Iko Uwais in fight scene in The Raid 2 Berandal
Director: Gareth Evans (The Raid, V/H/S 2)
Starring: Iko Uwais, Alex Abbad, Julie Estelle, Yaya Ruhain, Arifin Putra
Certificate: 18
Run-time: 150 minutes


IN SHORT: The Raid 2 is a near-perfect martial arts picture that transcends the genre and it's about to become your new favourite film and the envy of every action movie director around the world.
 
It's almost a definitive fact that sequels are never better than the original movie. With a sequel comes expectation and in this case, a lot more financial responsibility. Made on a tiny budget, in a country not renowned for its cinema, The Raid stunned action movie enthusiasts and put Welsh director Gareth Evans and pencak silat martial artist, Iko Uwais, on the global map. Recreating the magic of your first film can be a daunting, seemingly-impossible task for inexperienced film-makers but Evans isn't your typical one-hit wonder director. The Raid 2 is an ostentatiously ambitious sequel that manages to hit harder, faster and far bloodier than it's predecessor and in the confines of a richer story.

The Raid saw Rama (Iko Uwais) rip down an entire building of seasoned thugs and drug dealers. This was just the beginning as the wall of men killed in that building are no more than a cog in a much larger, hierarchical operation that includes corrupt cops and affluent politicians. In order to expose suspected police corruption, Rama must infiltrate the crime syndicates and ingratiate himself into the Indonesian criminal underworld. By rubbing shoulders with the kingpins and criminals oppressing the country, Rama can bring them down from the inside. But these syndicates are supremely organised and when you cut off one head, another two grow back instantly...
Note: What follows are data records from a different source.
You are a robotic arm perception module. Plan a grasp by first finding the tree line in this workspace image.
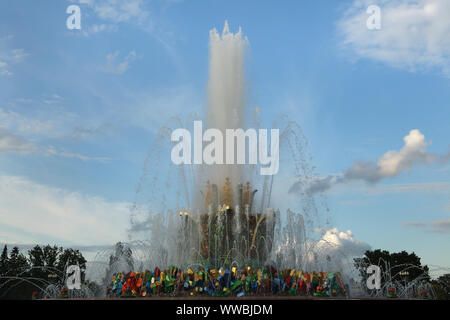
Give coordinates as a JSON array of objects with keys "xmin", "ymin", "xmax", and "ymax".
[{"xmin": 0, "ymin": 245, "xmax": 87, "ymax": 299}]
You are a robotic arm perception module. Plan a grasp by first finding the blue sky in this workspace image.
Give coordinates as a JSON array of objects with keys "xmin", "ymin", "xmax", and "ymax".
[{"xmin": 0, "ymin": 0, "xmax": 450, "ymax": 276}]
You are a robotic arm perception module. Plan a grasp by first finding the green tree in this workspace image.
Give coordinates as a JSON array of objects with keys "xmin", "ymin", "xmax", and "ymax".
[
  {"xmin": 354, "ymin": 249, "xmax": 430, "ymax": 286},
  {"xmin": 7, "ymin": 247, "xmax": 30, "ymax": 276},
  {"xmin": 432, "ymin": 273, "xmax": 450, "ymax": 300},
  {"xmin": 56, "ymin": 248, "xmax": 87, "ymax": 281},
  {"xmin": 0, "ymin": 244, "xmax": 9, "ymax": 275}
]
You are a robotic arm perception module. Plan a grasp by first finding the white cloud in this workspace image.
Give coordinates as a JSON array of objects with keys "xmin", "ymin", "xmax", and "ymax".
[
  {"xmin": 0, "ymin": 127, "xmax": 39, "ymax": 155},
  {"xmin": 0, "ymin": 174, "xmax": 130, "ymax": 245},
  {"xmin": 402, "ymin": 217, "xmax": 450, "ymax": 233},
  {"xmin": 316, "ymin": 228, "xmax": 371, "ymax": 257},
  {"xmin": 101, "ymin": 51, "xmax": 136, "ymax": 74},
  {"xmin": 345, "ymin": 129, "xmax": 436, "ymax": 182},
  {"xmin": 0, "ymin": 35, "xmax": 28, "ymax": 76},
  {"xmin": 289, "ymin": 129, "xmax": 449, "ymax": 194},
  {"xmin": 0, "ymin": 127, "xmax": 111, "ymax": 162},
  {"xmin": 337, "ymin": 0, "xmax": 450, "ymax": 76}
]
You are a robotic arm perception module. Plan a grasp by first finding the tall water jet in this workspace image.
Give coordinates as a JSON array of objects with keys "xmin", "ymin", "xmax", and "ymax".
[
  {"xmin": 202, "ymin": 21, "xmax": 248, "ymax": 185},
  {"xmin": 130, "ymin": 23, "xmax": 330, "ymax": 274}
]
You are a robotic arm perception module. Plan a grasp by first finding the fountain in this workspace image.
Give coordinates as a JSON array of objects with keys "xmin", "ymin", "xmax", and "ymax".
[{"xmin": 130, "ymin": 22, "xmax": 327, "ymax": 270}]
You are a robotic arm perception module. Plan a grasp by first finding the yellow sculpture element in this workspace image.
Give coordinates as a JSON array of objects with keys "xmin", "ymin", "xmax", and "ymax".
[
  {"xmin": 250, "ymin": 215, "xmax": 266, "ymax": 249},
  {"xmin": 222, "ymin": 177, "xmax": 233, "ymax": 206},
  {"xmin": 242, "ymin": 181, "xmax": 251, "ymax": 208},
  {"xmin": 205, "ymin": 180, "xmax": 212, "ymax": 210}
]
The Raid 2 Berandal bloody gruesome still
Blood and gore is kept to a maximum!
The Raid 2 is a remarkably made martial arts film filled with crowd-pleasing moments of pure adrenaline. Simultaneously brutal and elegant, the frantic fight choreography is both hypnotic and difficult to watch due to the extreme gore. The immersion of the fight scenes is helped by the fact that every actor is a professionally trained martial artist. Gareth Evans isn't in the business of miming and play-fighting; he lets Iko Uwais and co do what they do best, whilst keeping his camera moving with impressive fluidity. The editing and sound design is a key factor in making the fight scenes so viscerally enthralling as bones crunch and flesh tears with a nauseous level of realism. 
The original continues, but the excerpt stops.